İşler kötü gittiğinde takımı kurtarması beklenir, yani payına düşenden (11’de 1) çok daha fazla sorumluluk taşır. 

Formda olmadığı gün sahada gezinmek, pas almamak için saklanmak, topa girmemek gibi bir lüksü yoktur.

Sonra, kaleci hareketsiz kaldığı için üşür, tek başına olduğu için sıkılır. Tek başına sevinir, tek başına üzülür.

Oyunu biraz dışarıdan seyrettiği için hataları herkesten iyi görür, ama müdahale edemez; bağırır çağırır, yerinde tepinir durur.

Ve (Smith’in dediği gibi) iki kale arkasında genelde iki rakip takımın en fanatik taraftarları olduğu için, maçın bir yarısında alkışlanır, diğer yarısında yuhalanır ve kafasına bir şeyler atılır.

Her durumda, kaleci çok yalnız bir insandır.

Smith, kaleciyi rok gruplarındaki bateristlere de benzetiyor: “İkisi de yerinden kımıldamaz. Zaten ikisi de diğerlerinden ayrı olarak çalışır…
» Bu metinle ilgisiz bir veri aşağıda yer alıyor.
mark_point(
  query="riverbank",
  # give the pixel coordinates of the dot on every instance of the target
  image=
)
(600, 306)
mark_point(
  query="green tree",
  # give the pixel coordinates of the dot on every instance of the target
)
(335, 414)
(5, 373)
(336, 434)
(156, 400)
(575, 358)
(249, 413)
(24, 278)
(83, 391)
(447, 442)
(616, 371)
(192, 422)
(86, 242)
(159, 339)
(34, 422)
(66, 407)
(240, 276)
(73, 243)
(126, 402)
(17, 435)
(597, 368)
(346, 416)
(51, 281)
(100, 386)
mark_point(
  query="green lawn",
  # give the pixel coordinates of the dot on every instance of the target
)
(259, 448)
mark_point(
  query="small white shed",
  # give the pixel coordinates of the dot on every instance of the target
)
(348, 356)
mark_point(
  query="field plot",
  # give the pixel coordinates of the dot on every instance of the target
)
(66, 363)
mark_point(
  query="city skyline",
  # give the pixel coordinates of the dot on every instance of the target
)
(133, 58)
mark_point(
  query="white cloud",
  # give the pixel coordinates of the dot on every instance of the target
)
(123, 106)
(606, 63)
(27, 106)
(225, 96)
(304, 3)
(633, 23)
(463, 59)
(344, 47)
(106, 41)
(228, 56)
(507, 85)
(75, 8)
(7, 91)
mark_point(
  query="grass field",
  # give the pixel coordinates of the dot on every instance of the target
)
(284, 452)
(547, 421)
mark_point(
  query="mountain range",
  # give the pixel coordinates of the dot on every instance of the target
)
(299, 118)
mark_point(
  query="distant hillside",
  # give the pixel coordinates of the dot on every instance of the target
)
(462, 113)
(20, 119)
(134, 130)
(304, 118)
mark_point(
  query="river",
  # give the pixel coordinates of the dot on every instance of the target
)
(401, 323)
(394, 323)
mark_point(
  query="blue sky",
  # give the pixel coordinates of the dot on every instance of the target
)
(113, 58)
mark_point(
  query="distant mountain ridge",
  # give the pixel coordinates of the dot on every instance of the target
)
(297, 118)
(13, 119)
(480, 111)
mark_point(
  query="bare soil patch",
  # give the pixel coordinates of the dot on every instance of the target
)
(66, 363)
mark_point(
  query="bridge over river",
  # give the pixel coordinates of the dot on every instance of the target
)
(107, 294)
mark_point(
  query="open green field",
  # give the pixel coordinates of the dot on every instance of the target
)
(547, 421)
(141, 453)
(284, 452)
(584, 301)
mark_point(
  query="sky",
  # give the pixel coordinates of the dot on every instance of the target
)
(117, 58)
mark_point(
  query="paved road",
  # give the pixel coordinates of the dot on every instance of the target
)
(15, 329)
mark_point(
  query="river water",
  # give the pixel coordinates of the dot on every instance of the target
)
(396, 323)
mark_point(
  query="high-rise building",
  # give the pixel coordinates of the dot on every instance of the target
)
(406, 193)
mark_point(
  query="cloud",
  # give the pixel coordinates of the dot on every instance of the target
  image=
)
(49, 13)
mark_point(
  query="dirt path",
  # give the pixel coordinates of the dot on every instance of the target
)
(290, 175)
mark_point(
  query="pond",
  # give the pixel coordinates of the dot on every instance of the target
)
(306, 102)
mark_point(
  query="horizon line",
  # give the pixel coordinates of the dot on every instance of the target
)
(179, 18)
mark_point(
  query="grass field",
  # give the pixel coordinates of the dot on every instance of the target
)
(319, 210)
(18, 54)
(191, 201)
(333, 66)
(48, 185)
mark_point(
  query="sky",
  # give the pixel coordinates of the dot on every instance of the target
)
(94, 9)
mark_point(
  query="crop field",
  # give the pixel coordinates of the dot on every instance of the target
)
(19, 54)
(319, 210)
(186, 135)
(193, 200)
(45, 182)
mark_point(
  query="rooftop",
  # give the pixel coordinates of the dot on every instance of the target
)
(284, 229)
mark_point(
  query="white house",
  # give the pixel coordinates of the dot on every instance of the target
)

Bütün bunlar kalecilerin karizmatik ve bir ‘stil sahibi’ olmasına engel değildir diyor (konuyu bir şekilde modaya getirmesi gereken) modacı Paul Smith. Gelmiş geçmiş en büyük kalecilerden Rus Lev Yaşin mesela daima simsiyah giyerdi. Bugün kaleciler rengarenk, hatta fosforlu mayo giymekten çekinmiyorlar.

Ve genelde, sahada ‘anticipation’ becerisi en yüksek olan oyuncu, kalecidir. Ben de aynı durumdayım. Moda trendlerini öngörmek ve ona göre hareket etmek (antisipe etmek) zorundayım. Kaleci için bir maç neyse, benim için de bir moda sezonu o demek. Tek fark, ben hata yaparsam, kimse teselli etmek için gelip kafalı okşamıyor.

*

Çalışma hayatında da böyle yalnız ‘kaleciler’ vardır (diyor konuyu bir şekilde İK’ya bağlaması gereken Serdar Devrim.)

Takımın biraz dışında kalırlar. Yalnız çalışır, yalnız ısınırlar.

Takımın sigortasıdırlar, ama nadiren bir ‘yıldız’ olurlar. En çok kazananlar listesine giremezler.

İşler iyi giderken dönüp bakan pek olmaz. İşler kötü gittiğinde kalede birinin olduğu akla gelir.

Takım gol attığında sevincin uzağında kalırlar. Takım gol yediğinde, golü yiyen neticede onlardır. Hataları olmasa bile kendilerini ‘şahsen’ başarısız hissederler.

Kimin iyi oynadığını, kimin sahada saklandığını, kimin yanlış pas verdiğini, yapılan hataları herkesten iyi görürler.

Ama beyhude tepinip dururlar, bas bas bağırırlar.

Ve, Smith’in dediği gibi, oyunu en iyi onlar ‘antisipe’ ederler... ama faydası olmaz.

Gene de onlar bıkmadan, usanmadan takımın kalesini beklerler...

Belki de ‘futbolcunun aptalı kaleci olur’ demeleri bundandır!